The proof involves binomial arithmetic, similar to what was done in 6.3.1, and also the cochain suspension formula for \(\smallsmile _r\)’s mentioned in 3.1.4 that reads \(sx \smallsmile _{r+1} sy = s(x \smallsmile _r y).\) The binomial arithmetic is easy and uses that if \(p = 2^m -1\) and \(0< a < \ell \le p/2\) then

$$\begin{aligned} \left( {\begin{array}{c}2^m+p-\ell -a\\ 2^m +p-2\ell \end{array}}\right) \left( {\begin{array}{c}2^m +p-\ell +a\\ 2^m +p-2\ell \end{array}}\right) \equiv \left( {\begin{array}{c}p-\ell -a\\ p-2\ell \end{array}}\right) \left( {\begin{array}{c}p-\ell +a\\ p-2\ell \end{array}}\right) \pmod 2, \end{aligned}$$

since the \(2^m\)’s just add irrelevant 1’s on the left end of the base two representations of all the other numbers occurring in the binomial coefficients.

We also get

$$\begin{aligned} N_{p+M,\, q+2M,\, n}(s^M\alpha ) = s^MN_{p,\, q,\, n}(\alpha ). \end{aligned}$$

This is trickier. Note increasing m by 1 decreases both \(n-q\) and \(p-q\) by \(M = 2^m\). Also, the binomial arithmetic is a bit trickier because in analyzing the summation with binomial coefficients one needs to work with a new variable j with \(\ell = M + j\).
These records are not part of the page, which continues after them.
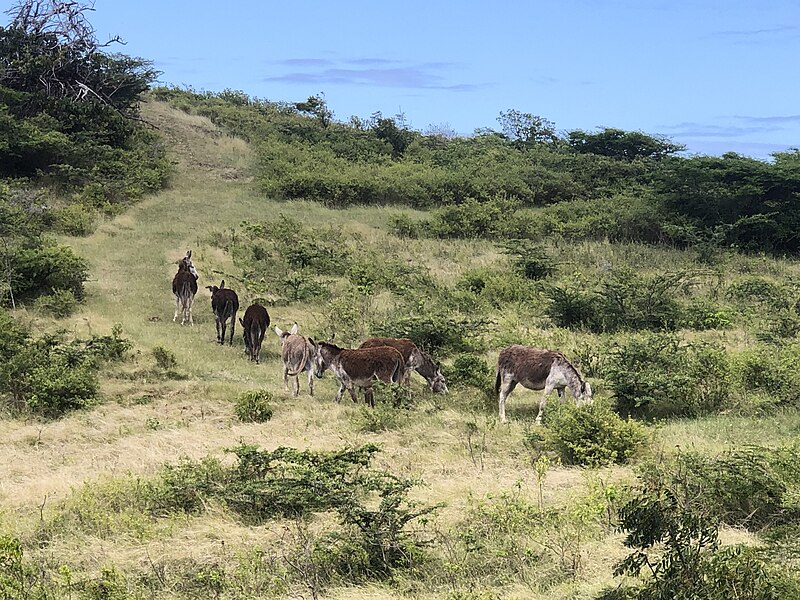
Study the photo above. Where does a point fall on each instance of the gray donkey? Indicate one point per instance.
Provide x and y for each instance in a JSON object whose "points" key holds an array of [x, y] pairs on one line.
{"points": [[537, 369], [298, 353]]}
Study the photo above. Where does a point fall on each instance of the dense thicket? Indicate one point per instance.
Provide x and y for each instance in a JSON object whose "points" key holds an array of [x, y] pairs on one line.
{"points": [[71, 143]]}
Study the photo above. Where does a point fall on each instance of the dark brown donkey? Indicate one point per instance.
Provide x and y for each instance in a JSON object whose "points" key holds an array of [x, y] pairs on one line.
{"points": [[359, 367], [184, 286], [224, 304], [416, 360], [254, 326]]}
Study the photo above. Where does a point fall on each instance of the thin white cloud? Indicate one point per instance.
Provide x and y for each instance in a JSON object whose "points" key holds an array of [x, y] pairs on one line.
{"points": [[370, 72]]}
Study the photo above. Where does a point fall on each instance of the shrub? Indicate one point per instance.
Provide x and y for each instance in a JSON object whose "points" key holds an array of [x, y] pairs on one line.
{"points": [[165, 358], [494, 218], [50, 376], [592, 435], [705, 314], [254, 406], [473, 371], [531, 260], [672, 525], [655, 375], [401, 225], [434, 329]]}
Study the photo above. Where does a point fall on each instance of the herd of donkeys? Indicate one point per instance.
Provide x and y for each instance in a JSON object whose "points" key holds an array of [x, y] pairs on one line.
{"points": [[390, 360]]}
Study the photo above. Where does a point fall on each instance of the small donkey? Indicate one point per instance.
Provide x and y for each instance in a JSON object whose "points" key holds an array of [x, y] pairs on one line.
{"points": [[297, 352], [224, 304]]}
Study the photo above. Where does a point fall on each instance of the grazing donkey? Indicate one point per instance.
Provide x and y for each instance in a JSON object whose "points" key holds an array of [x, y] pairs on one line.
{"points": [[297, 352], [254, 326], [538, 369], [416, 359], [224, 304], [184, 286], [359, 367]]}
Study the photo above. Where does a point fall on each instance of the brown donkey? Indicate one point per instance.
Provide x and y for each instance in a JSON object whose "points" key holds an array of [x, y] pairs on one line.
{"points": [[537, 369], [416, 360], [359, 367], [254, 326], [184, 286], [297, 352], [224, 304]]}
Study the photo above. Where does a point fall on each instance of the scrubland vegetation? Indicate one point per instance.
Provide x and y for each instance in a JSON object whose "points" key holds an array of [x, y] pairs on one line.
{"points": [[142, 460]]}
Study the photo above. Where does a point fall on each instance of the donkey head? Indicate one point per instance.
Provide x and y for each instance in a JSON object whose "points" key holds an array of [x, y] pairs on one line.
{"points": [[186, 264]]}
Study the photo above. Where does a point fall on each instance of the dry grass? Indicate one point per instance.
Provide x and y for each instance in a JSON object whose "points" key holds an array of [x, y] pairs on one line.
{"points": [[147, 422]]}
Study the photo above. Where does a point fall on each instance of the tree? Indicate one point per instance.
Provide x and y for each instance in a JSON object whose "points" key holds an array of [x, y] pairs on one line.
{"points": [[617, 143], [527, 129], [316, 107]]}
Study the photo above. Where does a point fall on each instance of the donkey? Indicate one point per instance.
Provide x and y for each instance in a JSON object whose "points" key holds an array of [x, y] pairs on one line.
{"points": [[537, 369], [359, 367], [184, 286], [224, 304], [416, 360], [254, 326], [297, 352]]}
This also takes care of the \(\smallsmile _{p-q + 2\ell +1}\) product of two Square terms, so that the cochain suspension formula for \(\smallsmile _r\)’s still works out.

It is unclear, to put it mildly, how the other coboundary terms in Theorem 1.3 behave under these same \(2^m\)-fold cochain suspensions. It seems that it would be quite a nice result if a priori, preferred coboundary formulae for Adem relations could be found that are compatible under cochain suspension. This would allow constructions of simplicial set three-stage Postnikov tower spectra that would seem interesting, extending the (easy) constructions of simplicial set, suspension compatible, two-stage Postnikov tower spectra. The first serious example would be the 2-type of the sphere spectrum, with homotopy groups \({\mathbb {Z}}, {\mathbb {Z}}/2, {\mathbb {Z}}/2\) in degrees 0, 1, 2.